Капитан отвечает кивком, в котором нет ни военной чёткости, ни безразличия – только живая, спокойная готовность. Его глаза встречаются с моими – и в этом взгляде я вдруг чувствую не скрытое недоверие, а скорее тактичное участие. Будто он уже привык встречать чужих людей в этом мире и умеет делать их присутствие чуть менее острым.
– Пойдём, – говорит он мягко, но не торопит.
Я уже собираюсь повернуться к выходу, но что-то внутри дёргается. Ощущение незакрытой двери. Нет, не двери – раны. Вопроса, который сжимается в груди, как заноза.
Я останавливаюсь. Слишком резко, даже капитан на пороге чуть напрягается, улавливает перемену в воздухе – здесь, кажется, вообще нельзя быть незамеченной.
– Когда вы нашли меня… – поворачиваюсь к авриалу, и голос у меня выходит тише, чем хотелось бы, почти шепотом. – Со мной был кто-то?
Он поднимает глаза. И впервые смотрит не сквозь, не мимо, а прямо, внимательно – и в этом взгляде нет холода, но есть что-то такое, от чего дыхание сразу сбивается, как будто за его тишиной уже прячется ответ, который я не готова услышать.

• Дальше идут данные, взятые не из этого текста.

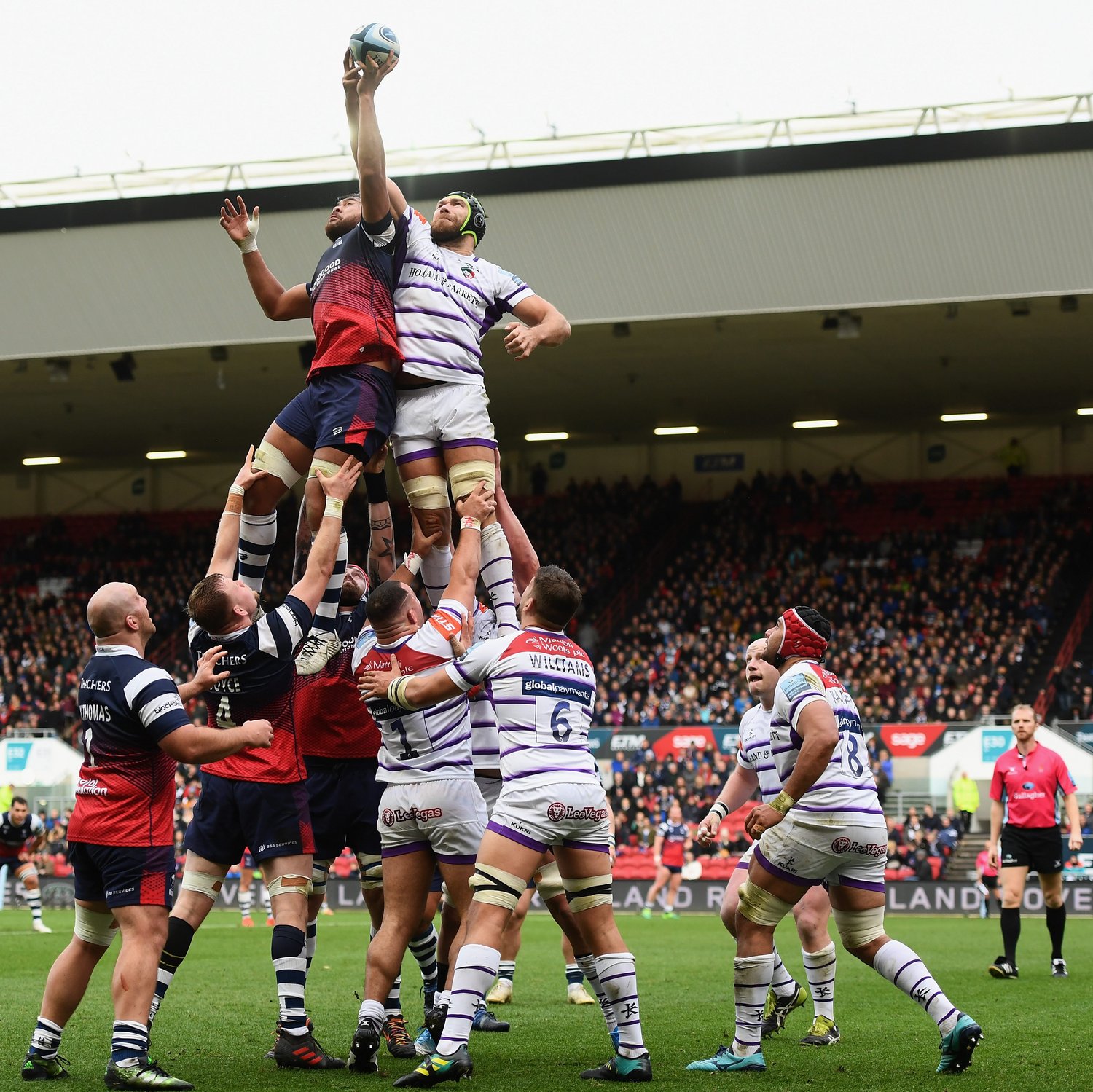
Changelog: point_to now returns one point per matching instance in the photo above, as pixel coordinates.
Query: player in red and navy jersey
(348, 406)
(122, 831)
(22, 836)
(257, 799)
(673, 841)
(1025, 812)
(340, 744)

– Нет, – говорит спокойно, без паузы. – Ты была одна.
Одна.
Тело будто проваливается внутрь этой короткой тишины между вопросом и ответом. Не то чтобы я ожидала другого – но, чёрт, я надеялась. Хоть на след, хоть на тень, хоть на намёк, что Виктор тоже перешёл, пусть позже, пусть иначе, пусть с другим концом. Хотелось верить, что если я здесь, значит и он… хоть где-то рядом.
Но нет. Только я.
Опускаю глаза, будто пытаюсь спрятаться от самой себя, и просто киваю – медленно, механически, не доверяя голосу.
– Поняла, – тихо.
Аластор не добавляет ничего. Ни слова сожаления, ни попытки утешить, ни даже обычного равнодушия – только смотрит в упор. В этом взгляде нет холода, только ясность, от которой некуда уклониться. Как врач, сообщающий диагноз: не приукрашивает, не обещает, не лезет с ложной надеждой – просто оставляет тебя наедине с фактом.
Капитан Рейн отступает к двери, жестом приглашает идти следом. Я прижимаю книгу крепче, как щит, как якорь, как единственную вещь, которая всё ещё связывает меня с собой прежней, и выхожу в коридор.
Спина прямая, шаги ровные – не потому что внутри действительно спокойно, а потому что иначе всё развалится прямо здесь, на пороге. Это старая привычка – держать себя, когда никто другой не удержит.